BAs and HIPAA: Who they are, how to assess them and the importance of compliance structure

The relationship between a provider and a business associate can be a complicated one, especially when it comes to cybersecurity concerns. To that end, HIPAA lawyers, speaking on a panel at a healthcare security conference this week, highlighted what providers should look for when signing an agreement with a BA.

The attorneys, Adam Greene of Davis Wright Tremaine, Amy Leopard of Bradley Arant Blout Cummings, and Jim Wieland of Ober l Kaler, went back and forth on a range of topics during the event in the District of Columbia.

Here's what they had to say:

Who is a business associate?

"This seems like a simple question, but still can be a pretty big debate sometimes," Greene said. "We continue to see some challenges in this area."

Greene said one of those hurdles is the changing relationship between health payers and providers. There is increasing interaction between accountable care organizations and similar entities, especially when it comes to increased data sharing. That sometimes will lead to payers saying there needs to be a BA agreement.

Healthcare providers generally are not considered to be BAs of payers, Greene added. "No hospital wants to become subject to a health plan's security control."

Leopard added that changing roles causing providers to move more toward population health management, risk management and value-based purchasing is making them look more like health plans, so there's a lot of blurring of the lines.

Providers dealing with a commercial accountable care association or health plan insisting there needs to be a BA agreement can look to "the granddaddy of the ACOs"--the Medicare Shared Savings Program, Greene said.

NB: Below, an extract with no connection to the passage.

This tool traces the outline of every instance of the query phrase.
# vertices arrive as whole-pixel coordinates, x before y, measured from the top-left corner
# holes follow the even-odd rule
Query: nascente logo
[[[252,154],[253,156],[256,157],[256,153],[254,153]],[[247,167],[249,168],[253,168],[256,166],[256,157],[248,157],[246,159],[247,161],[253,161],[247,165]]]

"In the Medicare ACO rule they have a whole discussion of how HIPAA applies to the information sharing between Medicare, which is just another health plan, and how HIPAA allows Medicare as a health plan share information with the ACO network for purposes of their healthcare operations," he said.

Why not just sign it?

"Why don't I just sign it anyway," asked Wieland of the other panelists.

"Post-omnibus, I think there's become an attitude 'if it moves stick a business associate agreement on it,'" Greene said.

However, that isn't the best way to approach it, he continued.

"If something goes wrong it's bad enough having to pay your own breach bills, but someone else's breach bills under indemnification," Greene said. You may disagree whether there's a breach and they may think otherwise, so it's not necessarily a good thing to be a business associate."

The importance of compliance structure

It is very important to understand a BAs' compliance structure, especially whether the chief information security officer should be reporting to the chief information officer and whether that's a good compliance structure or if it's what one might call a conflict of interest, Greene said.

It's a big debate among covered entities themselves, but is that something to look at for BAs? he asked.

"There's some potential for a conflict, so you should think about that and think about ways to manage it and put safety valves in place," Leopard said.

Looking at not just an organization's policies but its structure can also give you an idea of its culture, Greene said.

"Is the CISO a low level person who doesn't have much sway in an organization?" he asked. "Or is it someone with really high authority in an organization?"

Leopard also noted a recent report from the House Committee on Energy and Commerce that said security concerns too often are playing second fiddle to maintaining network operations in the Department of Health and Human Services.

The committee recommended agency CISOs not report to the chief information officer; instead, it said that the CIO and the CISOs of each HHS operating division be part of the Office of the General Counsel.

"So be careful what you ask for," she said.

How do you assess a BA?

The most important aspect to assessing a BA is understanding what private health information they possess, where they keep it and who else is looking at it, according to Wieland. If you don't have an understanding of that, he said, you won't know what you need to do in terms of security controls.

A classic example, he added, is the fact that more non-healthcare provider vendors are offering services to covered entities, which requires direct access to things like electronic health record systems. In many instances, they're using a third-party data center, and that's where you start to lose control in terms of writing the rules and even knowing what the PHI is.

The word does not end with HIPAA, Wieland added; there are other guidance and state laws to consider. In addition, HIPAA does not require things like encryption, which should lead to the "impulse to look for more from a BA in today's environment than is offered by HIPAA and its requirements."

To flesh that out, groups should consider third-party assessment tools like NIST and HITRUST, as well as the creation of things like well-developed questionnaires requiring the BA to disclose everything about their security, Wieland said.

"It requires a real knowledge base on behalf of both parties, a willingness to talk and a willingness to be flexible," he said.

Leopard also noted that having some level of security review in front of you when negotiating an agreement is extraordinarily helpful.

"If I know the basic security profile as vetted by the covered entity and the data elements that are being share you can figure out very quickly what to give on and what to push on," she said.